Case study: The Cherry Blossom 10 mile run

The data provided show the finish times of 16,924 runners for the Cherry Blossom 10 mile run held in washington DC. Our goal today is to take a look at a famous distribution that describes how many numerical variables found in nature and human activities behave.

  1. Open the Cherry Blossom dataset provided on google classroom. The time variable logs the number of minutes each runner took to complete the race. What type of variable is this? How do you know?
  2. Create a histogram of the time variable for both males and females. Place these histograms in a separate tab and rename them maleDist and femaleDist respectively.
  3. What is the shape of the distribution? Does it exhibit any sort of skew?
  4. Use the AVERAGE function to find the mean finish time for males and females and record this parameter in the table provided.
  5. Use the STDEV function to calculate the standard deviation of runner finish times for males and females and record this information in the table provided.
  6. Compare the mean of finish time between males and females. Which gender is faster on average, and by how much?
  7. Suppose a female runner finishes with a time of 80 minutes. A male runner finishes with a time of 79 minutes. Which is more unusual, given the gender of the runners?
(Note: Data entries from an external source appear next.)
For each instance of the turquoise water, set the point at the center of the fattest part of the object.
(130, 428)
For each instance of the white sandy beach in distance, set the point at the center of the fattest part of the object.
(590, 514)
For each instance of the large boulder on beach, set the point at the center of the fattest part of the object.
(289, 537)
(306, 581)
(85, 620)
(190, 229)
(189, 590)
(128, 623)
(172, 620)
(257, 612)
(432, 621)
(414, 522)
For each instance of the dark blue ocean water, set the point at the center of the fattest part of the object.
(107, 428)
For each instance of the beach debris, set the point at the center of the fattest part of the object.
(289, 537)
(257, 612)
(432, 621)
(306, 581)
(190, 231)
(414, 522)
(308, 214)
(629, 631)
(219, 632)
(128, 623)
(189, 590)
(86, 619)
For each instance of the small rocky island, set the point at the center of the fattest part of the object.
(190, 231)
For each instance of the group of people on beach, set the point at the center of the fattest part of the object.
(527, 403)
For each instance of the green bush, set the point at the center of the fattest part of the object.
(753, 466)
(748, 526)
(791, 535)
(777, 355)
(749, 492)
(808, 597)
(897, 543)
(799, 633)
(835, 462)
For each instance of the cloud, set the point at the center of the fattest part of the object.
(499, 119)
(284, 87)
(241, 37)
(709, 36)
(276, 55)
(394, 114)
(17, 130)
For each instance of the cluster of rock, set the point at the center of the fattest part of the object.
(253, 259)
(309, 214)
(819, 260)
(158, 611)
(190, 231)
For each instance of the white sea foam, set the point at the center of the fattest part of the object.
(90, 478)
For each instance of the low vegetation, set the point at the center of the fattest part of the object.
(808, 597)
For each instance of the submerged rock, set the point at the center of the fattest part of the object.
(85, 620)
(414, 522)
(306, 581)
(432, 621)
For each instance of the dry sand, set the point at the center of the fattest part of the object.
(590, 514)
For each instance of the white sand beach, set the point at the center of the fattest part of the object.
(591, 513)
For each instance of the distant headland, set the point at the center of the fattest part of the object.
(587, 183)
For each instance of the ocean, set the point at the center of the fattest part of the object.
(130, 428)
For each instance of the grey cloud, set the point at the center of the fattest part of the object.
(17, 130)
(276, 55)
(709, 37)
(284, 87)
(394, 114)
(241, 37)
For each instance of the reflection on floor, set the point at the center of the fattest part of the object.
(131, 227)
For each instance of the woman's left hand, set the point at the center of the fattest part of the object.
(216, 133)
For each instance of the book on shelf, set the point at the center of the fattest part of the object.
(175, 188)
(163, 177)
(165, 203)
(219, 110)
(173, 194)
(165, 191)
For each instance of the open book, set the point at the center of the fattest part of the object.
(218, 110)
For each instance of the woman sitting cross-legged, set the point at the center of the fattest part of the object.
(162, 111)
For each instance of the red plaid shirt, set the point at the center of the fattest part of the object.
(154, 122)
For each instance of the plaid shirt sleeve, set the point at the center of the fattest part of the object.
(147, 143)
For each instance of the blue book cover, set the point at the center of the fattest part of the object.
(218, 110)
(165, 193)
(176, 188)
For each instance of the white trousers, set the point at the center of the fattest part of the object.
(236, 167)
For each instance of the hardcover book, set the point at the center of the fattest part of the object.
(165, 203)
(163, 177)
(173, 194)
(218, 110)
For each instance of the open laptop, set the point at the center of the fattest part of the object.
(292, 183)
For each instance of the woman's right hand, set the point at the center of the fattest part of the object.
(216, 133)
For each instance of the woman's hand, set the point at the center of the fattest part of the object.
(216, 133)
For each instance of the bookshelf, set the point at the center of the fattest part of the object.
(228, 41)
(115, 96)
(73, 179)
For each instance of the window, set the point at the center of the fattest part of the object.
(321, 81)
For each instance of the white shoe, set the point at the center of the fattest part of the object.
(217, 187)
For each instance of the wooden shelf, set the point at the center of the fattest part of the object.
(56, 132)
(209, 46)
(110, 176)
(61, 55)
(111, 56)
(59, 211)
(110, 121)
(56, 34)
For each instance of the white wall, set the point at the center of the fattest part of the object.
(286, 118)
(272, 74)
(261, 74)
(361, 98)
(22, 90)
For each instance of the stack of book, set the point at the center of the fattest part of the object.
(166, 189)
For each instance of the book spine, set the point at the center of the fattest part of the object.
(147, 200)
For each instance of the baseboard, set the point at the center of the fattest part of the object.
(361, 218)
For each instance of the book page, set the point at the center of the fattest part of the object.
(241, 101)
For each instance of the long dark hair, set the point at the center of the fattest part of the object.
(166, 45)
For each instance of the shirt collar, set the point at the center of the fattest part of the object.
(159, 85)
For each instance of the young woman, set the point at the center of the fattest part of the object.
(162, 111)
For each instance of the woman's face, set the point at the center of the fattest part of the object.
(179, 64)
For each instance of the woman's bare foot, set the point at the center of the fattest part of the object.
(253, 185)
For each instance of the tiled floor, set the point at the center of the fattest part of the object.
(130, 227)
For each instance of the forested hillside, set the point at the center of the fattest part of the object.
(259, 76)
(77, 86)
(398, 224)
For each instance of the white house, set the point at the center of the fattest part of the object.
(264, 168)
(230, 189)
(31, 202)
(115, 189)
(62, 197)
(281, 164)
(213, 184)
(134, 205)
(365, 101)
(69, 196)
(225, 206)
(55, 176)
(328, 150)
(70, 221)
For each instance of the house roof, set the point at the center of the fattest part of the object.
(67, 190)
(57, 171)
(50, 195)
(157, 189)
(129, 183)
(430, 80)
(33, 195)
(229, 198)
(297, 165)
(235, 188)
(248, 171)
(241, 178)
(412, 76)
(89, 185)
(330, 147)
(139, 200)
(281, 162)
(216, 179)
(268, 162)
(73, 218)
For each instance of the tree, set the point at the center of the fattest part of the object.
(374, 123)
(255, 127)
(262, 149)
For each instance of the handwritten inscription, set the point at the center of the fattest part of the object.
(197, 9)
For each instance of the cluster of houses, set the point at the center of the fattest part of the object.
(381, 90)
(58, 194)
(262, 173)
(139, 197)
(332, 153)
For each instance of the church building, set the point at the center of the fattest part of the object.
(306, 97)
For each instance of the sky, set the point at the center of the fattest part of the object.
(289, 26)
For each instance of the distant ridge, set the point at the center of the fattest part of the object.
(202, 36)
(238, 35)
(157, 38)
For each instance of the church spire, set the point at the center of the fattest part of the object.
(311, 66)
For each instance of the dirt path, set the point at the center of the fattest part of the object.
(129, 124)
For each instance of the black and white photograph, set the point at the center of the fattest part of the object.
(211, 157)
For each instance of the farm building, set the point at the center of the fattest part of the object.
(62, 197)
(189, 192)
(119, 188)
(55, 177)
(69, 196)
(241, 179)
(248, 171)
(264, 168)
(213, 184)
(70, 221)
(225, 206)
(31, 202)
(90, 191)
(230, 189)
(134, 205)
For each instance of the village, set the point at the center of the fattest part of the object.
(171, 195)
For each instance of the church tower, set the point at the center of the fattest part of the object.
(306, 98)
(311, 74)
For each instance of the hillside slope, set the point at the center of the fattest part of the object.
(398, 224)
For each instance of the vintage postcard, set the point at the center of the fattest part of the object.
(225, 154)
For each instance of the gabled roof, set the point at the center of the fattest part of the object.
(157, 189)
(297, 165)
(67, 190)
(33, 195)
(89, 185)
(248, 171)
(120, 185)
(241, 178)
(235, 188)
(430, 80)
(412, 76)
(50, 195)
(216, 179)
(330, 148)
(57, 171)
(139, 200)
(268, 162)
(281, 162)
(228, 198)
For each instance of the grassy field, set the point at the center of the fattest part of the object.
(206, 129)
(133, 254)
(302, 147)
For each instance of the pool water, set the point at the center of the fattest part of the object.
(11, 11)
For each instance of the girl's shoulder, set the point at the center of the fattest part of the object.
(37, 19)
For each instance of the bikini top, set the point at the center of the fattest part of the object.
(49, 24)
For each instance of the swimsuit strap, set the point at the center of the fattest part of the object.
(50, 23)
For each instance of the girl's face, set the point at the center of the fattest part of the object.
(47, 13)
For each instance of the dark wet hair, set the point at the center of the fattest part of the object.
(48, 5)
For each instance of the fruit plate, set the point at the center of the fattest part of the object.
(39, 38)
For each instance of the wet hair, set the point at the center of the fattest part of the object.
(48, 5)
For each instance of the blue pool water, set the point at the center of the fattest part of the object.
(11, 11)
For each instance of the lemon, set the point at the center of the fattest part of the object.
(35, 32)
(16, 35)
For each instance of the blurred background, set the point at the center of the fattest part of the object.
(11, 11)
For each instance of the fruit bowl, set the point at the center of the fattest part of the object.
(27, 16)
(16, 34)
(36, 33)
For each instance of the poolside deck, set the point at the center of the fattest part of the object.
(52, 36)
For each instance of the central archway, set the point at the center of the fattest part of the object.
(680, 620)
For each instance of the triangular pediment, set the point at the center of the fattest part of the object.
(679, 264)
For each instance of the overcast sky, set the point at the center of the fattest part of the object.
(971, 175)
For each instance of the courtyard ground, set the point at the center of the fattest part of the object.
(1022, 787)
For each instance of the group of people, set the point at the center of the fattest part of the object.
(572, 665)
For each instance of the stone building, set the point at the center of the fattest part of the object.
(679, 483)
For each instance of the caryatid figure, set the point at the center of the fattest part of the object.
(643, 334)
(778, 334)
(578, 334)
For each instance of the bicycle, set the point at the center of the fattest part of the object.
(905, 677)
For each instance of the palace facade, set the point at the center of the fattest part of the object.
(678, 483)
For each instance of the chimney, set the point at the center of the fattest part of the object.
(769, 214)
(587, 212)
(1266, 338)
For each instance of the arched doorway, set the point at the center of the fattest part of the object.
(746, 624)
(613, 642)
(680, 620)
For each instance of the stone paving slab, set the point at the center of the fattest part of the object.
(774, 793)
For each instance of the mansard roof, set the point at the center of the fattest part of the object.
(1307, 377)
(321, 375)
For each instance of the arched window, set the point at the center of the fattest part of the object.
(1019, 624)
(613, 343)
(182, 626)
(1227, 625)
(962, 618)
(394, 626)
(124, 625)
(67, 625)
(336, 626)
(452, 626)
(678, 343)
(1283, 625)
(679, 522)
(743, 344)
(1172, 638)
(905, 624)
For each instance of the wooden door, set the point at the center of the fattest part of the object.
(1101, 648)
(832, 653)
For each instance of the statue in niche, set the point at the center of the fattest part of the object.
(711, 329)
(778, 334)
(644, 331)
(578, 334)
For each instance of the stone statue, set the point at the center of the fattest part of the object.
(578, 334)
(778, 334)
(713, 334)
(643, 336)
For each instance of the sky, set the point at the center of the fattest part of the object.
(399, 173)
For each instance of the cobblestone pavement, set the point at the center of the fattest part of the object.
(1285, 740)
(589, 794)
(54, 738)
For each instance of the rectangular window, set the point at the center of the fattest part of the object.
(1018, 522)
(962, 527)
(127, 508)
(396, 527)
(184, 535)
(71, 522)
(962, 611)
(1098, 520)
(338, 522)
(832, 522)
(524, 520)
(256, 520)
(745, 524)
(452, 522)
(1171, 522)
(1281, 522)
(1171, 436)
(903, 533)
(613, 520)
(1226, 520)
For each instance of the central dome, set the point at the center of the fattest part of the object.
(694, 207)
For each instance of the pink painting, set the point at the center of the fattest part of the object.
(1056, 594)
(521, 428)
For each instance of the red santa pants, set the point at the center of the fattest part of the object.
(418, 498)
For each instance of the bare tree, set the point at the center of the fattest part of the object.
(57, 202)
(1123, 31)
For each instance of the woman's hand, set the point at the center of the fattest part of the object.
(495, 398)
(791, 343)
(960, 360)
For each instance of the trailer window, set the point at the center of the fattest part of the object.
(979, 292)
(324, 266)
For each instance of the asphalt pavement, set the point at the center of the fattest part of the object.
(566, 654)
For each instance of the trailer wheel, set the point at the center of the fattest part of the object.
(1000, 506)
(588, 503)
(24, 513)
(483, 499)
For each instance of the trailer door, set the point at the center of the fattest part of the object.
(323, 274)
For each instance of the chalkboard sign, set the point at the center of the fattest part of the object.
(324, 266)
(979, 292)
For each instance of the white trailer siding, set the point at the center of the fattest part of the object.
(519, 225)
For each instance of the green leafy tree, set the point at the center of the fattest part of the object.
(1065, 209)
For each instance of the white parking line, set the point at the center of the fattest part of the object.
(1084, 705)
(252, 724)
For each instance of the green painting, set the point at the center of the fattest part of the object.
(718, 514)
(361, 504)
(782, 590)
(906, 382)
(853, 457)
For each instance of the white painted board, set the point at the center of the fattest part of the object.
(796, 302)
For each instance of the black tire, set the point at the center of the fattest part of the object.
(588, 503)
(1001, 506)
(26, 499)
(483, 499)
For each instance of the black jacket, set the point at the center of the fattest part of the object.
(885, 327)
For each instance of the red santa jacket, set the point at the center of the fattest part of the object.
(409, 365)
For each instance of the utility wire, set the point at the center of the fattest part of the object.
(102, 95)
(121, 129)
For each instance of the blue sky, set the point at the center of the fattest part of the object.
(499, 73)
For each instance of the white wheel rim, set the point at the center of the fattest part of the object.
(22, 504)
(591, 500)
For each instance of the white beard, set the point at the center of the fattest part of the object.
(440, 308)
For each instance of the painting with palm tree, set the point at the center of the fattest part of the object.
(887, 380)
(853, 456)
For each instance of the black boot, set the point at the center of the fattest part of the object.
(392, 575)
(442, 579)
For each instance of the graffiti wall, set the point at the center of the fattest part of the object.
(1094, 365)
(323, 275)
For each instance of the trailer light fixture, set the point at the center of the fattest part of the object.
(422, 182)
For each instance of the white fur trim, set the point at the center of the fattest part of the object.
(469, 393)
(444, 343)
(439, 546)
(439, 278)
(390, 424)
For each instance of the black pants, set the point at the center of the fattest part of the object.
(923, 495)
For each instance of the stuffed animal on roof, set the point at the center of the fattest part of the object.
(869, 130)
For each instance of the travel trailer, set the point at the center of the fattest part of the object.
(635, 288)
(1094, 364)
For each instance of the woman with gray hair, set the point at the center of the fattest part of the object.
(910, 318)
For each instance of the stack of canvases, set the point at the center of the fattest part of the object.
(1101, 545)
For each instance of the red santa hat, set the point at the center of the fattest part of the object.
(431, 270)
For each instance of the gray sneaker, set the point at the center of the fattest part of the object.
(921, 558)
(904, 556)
  8. For each gender create a new variable named Normalized that takes each observation within time and subtracts the mean of time from that observation, then divides this number by the standard deviation of time.
  9. What is the mean of the new variable you created? What is the standard deviation of the variable you created?
  10. Now that you have normalized variables for both males and females return to question 7. Find a male runner with a time around 79 minutes, and a female runner with a time around 80 minutes. Compare these observations within the normalized variable. Which is smaller? What do you think this means?